Patricia Cornwell Calls For US Gun Controls
Bestselling crime author Patricia Cornwell has called for more restrictions on guns in her native United States after a series of mass killings by teenagers.
The writer, whose series of novels featuring medical examiner Dr Kay Scarpetta has sold more than 100 million copies, told Sky News more action was needed because of how "crazy" it had become.
She told the Adam Boulton show: "I think we need some kind of gun control in our country and it's extraordinary how crazy it's gotten."
When asked whether that would happen she said: "I think there's going to be some measures, because as this violence continues they are going to have to do something.
"But do I think you are going to get rid of guns in America? No."
Her views could raise eyebrows in the US where Cornwell has donated $130,000 (£80,000) to the Republican Party since 1998 and provided additional support to a number of right-wing politicians.
Earlier this year, the Republican-dominated Congress threw out measures drawn up by President Obama to impose background checks on gun owners, ban assault-style weapons and increase funding to improve young people's mental health.
It followed the shooting dead of 20 children and six staff at Sandy Hook Elementary School in Newtown, Connecticut, by 20-year-old Adam Lanza.
Cornwell was in the UK to promote her latest book, a thriller again featuring Dr Scarpetta, about a murder investigation carried out in the aftermath of a mass killing.
She recently said it was becoming harder to write about psychopathic serial killers as the general public is becoming much more afraid of random attacks by gun-toting teenagers.
Asked whether her literary character Dr Scarpetta set a good example by using weapons, she said: "(Kay) is licensed (but) she wouldn't give (a gun) to a child as we've had recently in Connecticut where you think 'that's the way to give a child self-esteem, go teach them to fire an assault rifle'."

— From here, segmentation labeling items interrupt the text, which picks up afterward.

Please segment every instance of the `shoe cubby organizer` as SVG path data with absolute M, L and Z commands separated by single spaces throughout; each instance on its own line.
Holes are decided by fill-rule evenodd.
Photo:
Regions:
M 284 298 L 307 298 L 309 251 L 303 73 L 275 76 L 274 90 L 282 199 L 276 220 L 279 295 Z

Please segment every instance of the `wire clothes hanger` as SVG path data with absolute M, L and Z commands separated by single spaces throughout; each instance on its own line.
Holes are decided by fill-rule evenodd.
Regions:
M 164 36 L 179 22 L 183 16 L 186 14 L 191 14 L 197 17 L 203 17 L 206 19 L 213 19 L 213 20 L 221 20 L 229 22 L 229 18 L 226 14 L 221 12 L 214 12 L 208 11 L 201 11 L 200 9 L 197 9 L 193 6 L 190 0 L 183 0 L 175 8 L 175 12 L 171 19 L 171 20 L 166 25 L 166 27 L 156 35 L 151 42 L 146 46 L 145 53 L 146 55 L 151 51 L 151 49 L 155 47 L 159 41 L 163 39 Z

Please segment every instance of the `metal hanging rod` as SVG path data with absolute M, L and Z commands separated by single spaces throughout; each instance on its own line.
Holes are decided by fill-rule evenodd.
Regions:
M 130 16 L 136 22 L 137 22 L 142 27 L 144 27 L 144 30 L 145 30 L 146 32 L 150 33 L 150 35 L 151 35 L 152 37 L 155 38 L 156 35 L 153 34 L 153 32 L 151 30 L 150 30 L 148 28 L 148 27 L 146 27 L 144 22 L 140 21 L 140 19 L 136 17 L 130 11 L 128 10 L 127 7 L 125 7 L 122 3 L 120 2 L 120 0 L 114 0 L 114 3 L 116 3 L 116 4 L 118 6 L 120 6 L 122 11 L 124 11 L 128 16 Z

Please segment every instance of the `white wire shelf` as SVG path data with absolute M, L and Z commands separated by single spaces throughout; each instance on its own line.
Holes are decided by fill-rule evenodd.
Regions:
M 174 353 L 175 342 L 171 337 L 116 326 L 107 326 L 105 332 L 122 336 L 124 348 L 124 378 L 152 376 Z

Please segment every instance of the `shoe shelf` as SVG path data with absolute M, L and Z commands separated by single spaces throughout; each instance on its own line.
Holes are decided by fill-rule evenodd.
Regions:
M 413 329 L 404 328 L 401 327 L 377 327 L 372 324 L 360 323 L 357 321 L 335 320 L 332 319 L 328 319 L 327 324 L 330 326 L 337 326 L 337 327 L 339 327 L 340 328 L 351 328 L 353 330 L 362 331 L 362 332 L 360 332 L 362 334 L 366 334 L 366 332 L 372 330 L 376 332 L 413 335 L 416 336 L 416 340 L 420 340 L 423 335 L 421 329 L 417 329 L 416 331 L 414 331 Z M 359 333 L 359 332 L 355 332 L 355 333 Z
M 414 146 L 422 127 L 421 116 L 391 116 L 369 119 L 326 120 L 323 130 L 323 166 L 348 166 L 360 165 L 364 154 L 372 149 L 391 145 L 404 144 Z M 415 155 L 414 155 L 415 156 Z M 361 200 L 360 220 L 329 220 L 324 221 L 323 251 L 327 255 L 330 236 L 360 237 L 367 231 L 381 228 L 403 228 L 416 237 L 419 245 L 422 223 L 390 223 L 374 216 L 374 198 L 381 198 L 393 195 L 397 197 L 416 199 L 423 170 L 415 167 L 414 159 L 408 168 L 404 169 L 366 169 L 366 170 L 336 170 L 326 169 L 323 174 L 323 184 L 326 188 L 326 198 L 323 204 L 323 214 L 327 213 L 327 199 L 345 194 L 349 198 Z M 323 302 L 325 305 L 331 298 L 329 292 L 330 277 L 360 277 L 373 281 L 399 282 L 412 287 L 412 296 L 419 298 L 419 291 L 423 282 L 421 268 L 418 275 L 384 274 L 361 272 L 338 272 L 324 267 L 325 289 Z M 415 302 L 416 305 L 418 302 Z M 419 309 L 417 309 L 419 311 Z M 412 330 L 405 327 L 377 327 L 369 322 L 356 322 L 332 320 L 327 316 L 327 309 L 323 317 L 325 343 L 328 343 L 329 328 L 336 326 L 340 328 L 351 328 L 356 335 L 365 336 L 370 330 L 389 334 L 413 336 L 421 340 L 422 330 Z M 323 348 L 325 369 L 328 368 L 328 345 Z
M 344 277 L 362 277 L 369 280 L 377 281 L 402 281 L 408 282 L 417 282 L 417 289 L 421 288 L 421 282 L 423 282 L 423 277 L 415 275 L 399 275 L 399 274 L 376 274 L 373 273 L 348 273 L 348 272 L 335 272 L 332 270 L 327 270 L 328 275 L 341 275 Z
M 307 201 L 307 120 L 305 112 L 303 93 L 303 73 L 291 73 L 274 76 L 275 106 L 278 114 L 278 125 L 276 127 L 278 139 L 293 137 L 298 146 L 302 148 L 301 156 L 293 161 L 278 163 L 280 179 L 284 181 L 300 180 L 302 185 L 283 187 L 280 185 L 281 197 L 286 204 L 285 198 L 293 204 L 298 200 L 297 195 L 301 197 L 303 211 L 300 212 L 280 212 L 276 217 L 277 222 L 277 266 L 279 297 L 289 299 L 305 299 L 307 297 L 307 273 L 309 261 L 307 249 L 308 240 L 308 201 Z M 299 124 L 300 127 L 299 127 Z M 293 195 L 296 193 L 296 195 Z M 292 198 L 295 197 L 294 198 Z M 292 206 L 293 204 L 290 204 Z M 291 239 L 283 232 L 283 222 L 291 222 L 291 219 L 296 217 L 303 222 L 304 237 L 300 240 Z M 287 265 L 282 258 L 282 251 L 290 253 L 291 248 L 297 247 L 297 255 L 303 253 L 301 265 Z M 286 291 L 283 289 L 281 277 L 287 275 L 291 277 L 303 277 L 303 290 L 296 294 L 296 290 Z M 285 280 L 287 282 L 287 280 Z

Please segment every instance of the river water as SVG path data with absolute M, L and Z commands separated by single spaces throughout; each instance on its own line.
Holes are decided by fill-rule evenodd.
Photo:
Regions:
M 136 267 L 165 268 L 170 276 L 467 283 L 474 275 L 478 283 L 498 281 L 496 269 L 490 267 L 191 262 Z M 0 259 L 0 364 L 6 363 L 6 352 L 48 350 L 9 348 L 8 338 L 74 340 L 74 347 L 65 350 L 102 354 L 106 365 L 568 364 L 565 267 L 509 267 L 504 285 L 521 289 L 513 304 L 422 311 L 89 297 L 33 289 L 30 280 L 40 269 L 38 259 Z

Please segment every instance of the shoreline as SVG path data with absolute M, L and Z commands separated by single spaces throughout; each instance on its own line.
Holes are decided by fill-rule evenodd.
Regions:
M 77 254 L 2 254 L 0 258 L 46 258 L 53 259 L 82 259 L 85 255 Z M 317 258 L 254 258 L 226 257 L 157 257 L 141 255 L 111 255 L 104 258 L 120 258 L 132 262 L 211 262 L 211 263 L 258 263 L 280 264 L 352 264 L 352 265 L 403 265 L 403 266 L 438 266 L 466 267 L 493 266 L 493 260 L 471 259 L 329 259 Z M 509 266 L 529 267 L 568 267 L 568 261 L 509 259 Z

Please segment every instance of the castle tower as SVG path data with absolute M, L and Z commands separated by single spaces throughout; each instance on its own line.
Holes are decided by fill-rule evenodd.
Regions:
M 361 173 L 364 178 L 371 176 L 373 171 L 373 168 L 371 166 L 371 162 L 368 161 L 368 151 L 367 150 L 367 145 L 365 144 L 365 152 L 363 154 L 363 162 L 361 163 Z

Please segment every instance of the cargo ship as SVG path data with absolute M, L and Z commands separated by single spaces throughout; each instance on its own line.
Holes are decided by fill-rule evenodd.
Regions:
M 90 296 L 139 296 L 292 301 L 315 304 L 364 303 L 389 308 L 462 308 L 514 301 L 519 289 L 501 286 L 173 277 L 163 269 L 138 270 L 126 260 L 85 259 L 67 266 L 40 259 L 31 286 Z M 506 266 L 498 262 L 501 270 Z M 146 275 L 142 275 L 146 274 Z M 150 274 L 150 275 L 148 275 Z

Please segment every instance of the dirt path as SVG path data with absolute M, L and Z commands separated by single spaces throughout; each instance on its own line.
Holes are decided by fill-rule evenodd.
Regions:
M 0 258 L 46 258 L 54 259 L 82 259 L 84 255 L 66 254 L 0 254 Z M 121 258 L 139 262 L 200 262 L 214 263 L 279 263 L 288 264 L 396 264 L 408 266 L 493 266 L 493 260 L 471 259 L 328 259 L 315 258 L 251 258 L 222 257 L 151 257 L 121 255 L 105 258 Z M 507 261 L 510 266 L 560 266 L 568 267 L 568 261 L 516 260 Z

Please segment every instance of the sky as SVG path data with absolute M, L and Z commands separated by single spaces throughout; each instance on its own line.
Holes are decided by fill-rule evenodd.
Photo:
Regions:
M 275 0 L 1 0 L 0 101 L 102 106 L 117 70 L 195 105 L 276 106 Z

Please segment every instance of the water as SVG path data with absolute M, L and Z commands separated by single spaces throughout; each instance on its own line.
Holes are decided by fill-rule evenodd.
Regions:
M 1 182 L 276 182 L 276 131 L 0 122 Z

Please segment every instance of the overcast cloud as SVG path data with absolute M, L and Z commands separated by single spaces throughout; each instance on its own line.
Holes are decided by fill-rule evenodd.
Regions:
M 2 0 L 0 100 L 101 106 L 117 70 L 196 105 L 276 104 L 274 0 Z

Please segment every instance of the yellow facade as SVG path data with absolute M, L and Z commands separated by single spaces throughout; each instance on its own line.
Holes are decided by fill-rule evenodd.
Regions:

The author also revealed she was against the death penalty.
Cornwell was asked about her theories on the infamous Victorian period serial killer Jack the Ripper, who the author has claimed to have identified as 19th century artist Walter Sickert.
She said since identifying Sickert in 2002 as the killer of five women, she has used forensic scientists to examine letters written to police and newspapers by someone claiming to be the murderer.
They concluded that the author of the letters, written in 1888, and Sickert were the same person.
She told Sky News: "It's almost statistically impossible that it wasn't Sickert and Jack the Ripper who wrote these letters.
"There are two water marks on Jack the Ripper letters and three on Walter Sickert letters that are out of a batch of only 24 sheets of paper."